當\(A >= k\)時，化簡\(|OB-AB|=k\)得\((A-B)-(B-O)=k\)，即\(B=(A-k)/2\)，當\(A, k\)奇偶性不同時，\(B\)為小數，這是需要把\(A\)右移一單位，答案為\(1\)，否則答案為\(0\)。

Code：

/*
	ID: Loxilante
	Time: 2020/08/21
	Prog: CF1401A
	Lang: cpp
*/
#ifdef ONLINE_JUDGE
#pragma GCC optimize("O3")
#endif
#include <bits/extc++.h>
#define rep(i, l, r) for(int i = l; i < r; i++)
#define hrp(i, l, r) for(int i = l; i <= r; i++)
#define rev(i, r, l) for(int i = r; i >= l; i--)
#define ms(n, t) memset(n, t, sizeof(n))
#define pb push_back
#define int ll
#ifndef JOEON
#define D(...) 97
#endif
using namespace std;
typedef long long ll;
typedef pair<int, int> pii;
template<typename tn = int> inline tn next(void) { tn k; cin>>k; return k; }
signed main(void)
{
	clock_t Begin = clock();

	#ifdef JOEON
//		freopen("C:\\Users\\Joeon\\Desktop\\IN.txt", "r", stdin);
//		freopen("C:\\Users\\Joeon\\Desktop\\OUT.txt", "w", stdout);
	#endif
	
	ios::sync_with_stdio(false);
	cin.tie(0);
	
	int T = next();
	
	clock_t InputFinished = clock();
	
	while(T--)
	{
		int n, k;
		cin>>n>>k;
		if (k > n) cout<<k-n<<endl;
		else cout<<(n%2 != k%2)<<endl;
	}
	
	clock_t End = clock();
	
	D((double)(End-Begin)/CLOCKS_PER_SEC);
	D((double)(End-InputFinished)/CLOCKS_PER_SEC);
	
	return 0;
}
 

B:

給你兩個長度相等的數列\(a, b\)，數列元素順序可以隨意調換，\(a\)數列有且僅有\(a0, a1, a1\)個\(0, 1, 2\)，\(b\)數列有且僅有\(b0, b1, b2\)個\(0, 1, 2\)。

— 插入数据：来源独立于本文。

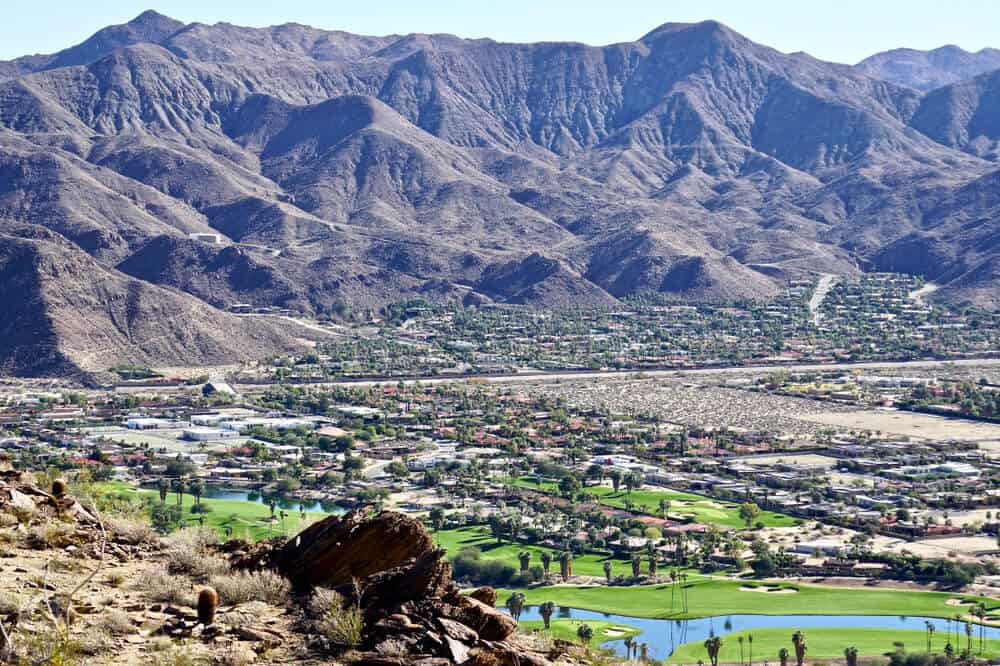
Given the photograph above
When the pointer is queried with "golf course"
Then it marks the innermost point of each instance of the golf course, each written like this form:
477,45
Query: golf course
479,537
682,506
821,643
247,520
566,630
715,596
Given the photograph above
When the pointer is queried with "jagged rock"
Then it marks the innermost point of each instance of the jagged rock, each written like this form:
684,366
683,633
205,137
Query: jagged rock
485,594
501,653
338,550
424,577
260,635
488,622
458,631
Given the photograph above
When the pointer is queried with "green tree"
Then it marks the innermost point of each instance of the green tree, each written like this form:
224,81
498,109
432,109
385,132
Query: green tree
749,513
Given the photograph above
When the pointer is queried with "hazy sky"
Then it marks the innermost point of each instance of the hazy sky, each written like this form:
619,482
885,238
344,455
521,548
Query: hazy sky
839,30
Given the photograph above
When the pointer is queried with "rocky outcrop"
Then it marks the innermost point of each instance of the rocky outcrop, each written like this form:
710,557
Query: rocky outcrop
387,567
339,550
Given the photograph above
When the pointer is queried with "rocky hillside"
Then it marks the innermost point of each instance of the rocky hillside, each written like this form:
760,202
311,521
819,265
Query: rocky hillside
82,585
927,70
338,168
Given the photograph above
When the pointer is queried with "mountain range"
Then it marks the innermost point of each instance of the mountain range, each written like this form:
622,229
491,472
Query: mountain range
334,169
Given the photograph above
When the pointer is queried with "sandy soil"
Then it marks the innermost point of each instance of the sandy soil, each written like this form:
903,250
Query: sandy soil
923,426
768,590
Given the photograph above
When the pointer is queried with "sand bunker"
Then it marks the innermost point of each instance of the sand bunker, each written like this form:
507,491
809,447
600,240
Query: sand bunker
768,590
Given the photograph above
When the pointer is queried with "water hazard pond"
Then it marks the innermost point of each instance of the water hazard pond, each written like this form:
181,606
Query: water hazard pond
665,636
286,503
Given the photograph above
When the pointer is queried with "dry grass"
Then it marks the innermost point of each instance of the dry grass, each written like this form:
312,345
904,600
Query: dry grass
162,586
241,587
187,552
116,622
50,535
339,622
130,530
238,655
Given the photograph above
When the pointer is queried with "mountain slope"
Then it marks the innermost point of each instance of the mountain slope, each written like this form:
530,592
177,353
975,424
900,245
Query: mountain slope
927,70
339,168
64,313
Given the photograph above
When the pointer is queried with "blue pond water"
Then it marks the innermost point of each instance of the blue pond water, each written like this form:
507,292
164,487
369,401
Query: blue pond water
664,636
286,503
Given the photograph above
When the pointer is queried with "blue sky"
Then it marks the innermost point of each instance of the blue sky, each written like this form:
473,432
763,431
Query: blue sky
838,30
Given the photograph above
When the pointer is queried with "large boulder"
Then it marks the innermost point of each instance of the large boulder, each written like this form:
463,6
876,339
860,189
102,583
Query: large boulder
338,550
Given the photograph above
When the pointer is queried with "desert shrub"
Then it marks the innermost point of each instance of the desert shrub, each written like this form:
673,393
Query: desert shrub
160,585
243,586
339,621
238,655
116,622
187,553
50,535
192,538
130,530
8,519
10,602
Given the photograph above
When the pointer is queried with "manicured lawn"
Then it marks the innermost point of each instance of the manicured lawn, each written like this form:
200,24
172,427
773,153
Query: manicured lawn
248,520
821,643
566,629
720,597
698,508
480,537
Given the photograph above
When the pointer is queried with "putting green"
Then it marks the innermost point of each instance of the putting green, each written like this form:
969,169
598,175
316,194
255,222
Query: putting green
248,520
698,508
722,597
566,629
821,643
591,564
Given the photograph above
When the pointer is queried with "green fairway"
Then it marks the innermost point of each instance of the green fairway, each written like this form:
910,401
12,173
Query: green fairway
566,630
821,643
248,520
720,597
683,506
480,537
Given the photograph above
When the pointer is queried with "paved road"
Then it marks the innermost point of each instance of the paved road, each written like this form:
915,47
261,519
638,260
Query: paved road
598,374
823,288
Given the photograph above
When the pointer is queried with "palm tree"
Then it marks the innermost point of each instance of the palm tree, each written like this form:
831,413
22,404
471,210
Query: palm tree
515,604
799,641
980,613
546,610
178,487
673,585
546,561
713,645
197,488
566,565
524,557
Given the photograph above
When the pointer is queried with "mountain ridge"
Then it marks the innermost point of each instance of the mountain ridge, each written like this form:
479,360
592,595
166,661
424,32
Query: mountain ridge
338,168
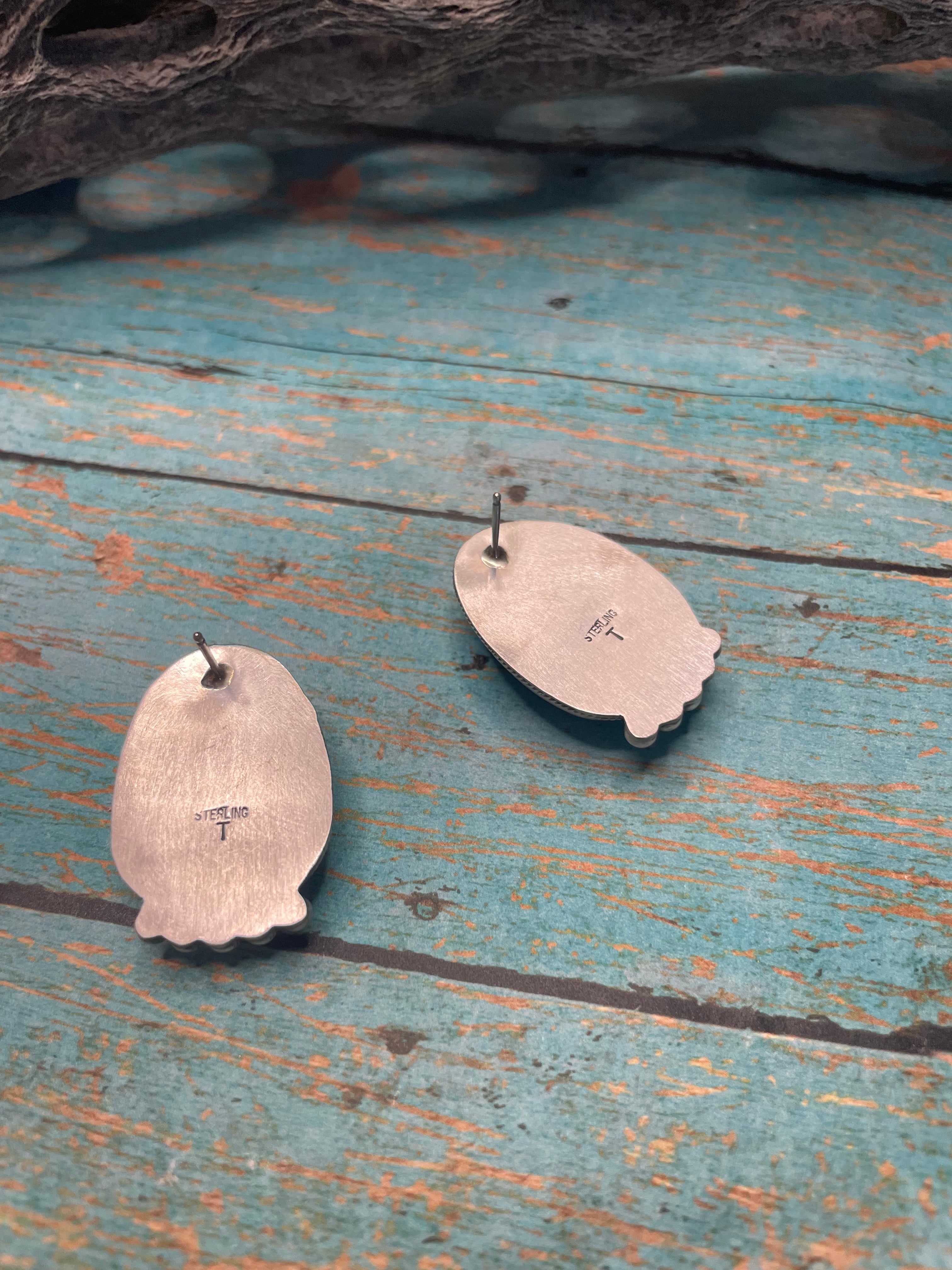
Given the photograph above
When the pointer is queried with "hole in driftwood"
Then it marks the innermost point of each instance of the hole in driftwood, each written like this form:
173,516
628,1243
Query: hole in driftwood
130,31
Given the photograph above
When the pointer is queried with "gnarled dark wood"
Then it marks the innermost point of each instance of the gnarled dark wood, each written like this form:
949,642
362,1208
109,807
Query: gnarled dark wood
91,84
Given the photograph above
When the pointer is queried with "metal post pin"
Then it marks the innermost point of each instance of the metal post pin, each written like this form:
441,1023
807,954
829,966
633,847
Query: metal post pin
216,673
494,556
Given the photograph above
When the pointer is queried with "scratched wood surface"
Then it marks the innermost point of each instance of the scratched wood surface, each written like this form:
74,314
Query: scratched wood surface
657,348
786,849
282,1113
662,350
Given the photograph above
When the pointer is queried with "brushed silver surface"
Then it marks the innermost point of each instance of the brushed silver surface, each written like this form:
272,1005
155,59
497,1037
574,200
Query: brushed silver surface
588,625
223,802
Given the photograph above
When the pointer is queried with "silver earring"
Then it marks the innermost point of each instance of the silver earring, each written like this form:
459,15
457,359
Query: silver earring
586,624
223,801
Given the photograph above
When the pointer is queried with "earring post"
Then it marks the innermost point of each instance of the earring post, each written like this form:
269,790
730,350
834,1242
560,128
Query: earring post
215,667
497,523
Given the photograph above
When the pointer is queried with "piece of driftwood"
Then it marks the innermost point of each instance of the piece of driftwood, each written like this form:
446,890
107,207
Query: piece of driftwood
91,84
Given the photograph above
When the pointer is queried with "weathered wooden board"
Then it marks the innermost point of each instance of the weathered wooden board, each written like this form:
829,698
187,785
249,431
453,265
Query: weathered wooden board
666,350
786,849
649,463
281,1112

現有一個\(c\)序列，\(c_i=\)

1. \(a_i*b_i (a_i > b_i)\)
2. \(0 (a_i = b_i)\)
3. \(-a_i*b_i (a_i < b_i)\)

求最大的$ \sum _{i=1} ^{n} c_i$。

這是一個明顯的貪心題，把\(b2\)用\(a0\)和\(a2\)抵消，如果剩下\(a2\)就輸出\(min\{a2, b1\}\)

Code:

/*
	ID: Loxilante
	Time: 2020/08/14
	Prog: CF1401B
	Lang: cpp
*/
#ifdef ONLINE_JUDGE
#pragma GCC optimize("O3")
#endif
#include <bits/extc++.h>
#define rep(i, l, r) for(int i = l; i < r; i++)
#define hrp(i, l, r) for(int i = l; i <= r; i++)
#define rev(i, r, l) for(int i = r; i >= l; i--)
#define ms(n, t) memset(n, t, sizeof(n))
#define pb push_back
#define int ll
#ifndef JOEON
#define D(...) 97
#endif
using namespace std;
typedef long long ll;
typedef pair<int, int> pii;
template<typename tn = int> inline tn next(void) { tn k; cin>>k; return k; }
signed main(void)
{
	clock_t Begin = clock();

	#ifdef JOEON
//		freopen("C:\\Users\\Joeon\\Desktop\\IN.txt", "r", stdin);
//		freopen("C:\\Users\\Joeon\\Desktop\\OUT.txt", "w", stdout);
	#endif
	
	ios::sync_with_stdio(false);
	cin.tie(0);
	
	int T = next<int>();
	
	clock_t InputFinished = clock();
	
	while(T--)
	{
		int a0, a1, a2, b0, b1, b2;
		cin>>a0>>a1>>a2>>b0>>b1>>b2;
		if (a0 > b2) a0 -= b2, b2 = 0;
		else b2 -= a0, a0 = 0;
		if (b2)
		{
			if (a2 > b2) a2 -= b2, b2 = 0;
			else b2 -= a2, a2 = 0;
		}
		if (a2) cout<<min(a2, b1)*2<<endl;
		else cout<<-2*b2<<endl;
	}
	
	clock_t End = clock();
	
	D((double)(End-Begin)/CLOCKS_PER_SEC);
	D((double)(End-InputFinished)/CLOCKS_PER_SEC);
	
	return 0;
}
 

C:

給你一個序列\(a\)，其中最小的元素的值為\(a_min\)，若\(gcd(a_i, a_j) = a_{min}\)，則可交換\(a_i, a_j\)。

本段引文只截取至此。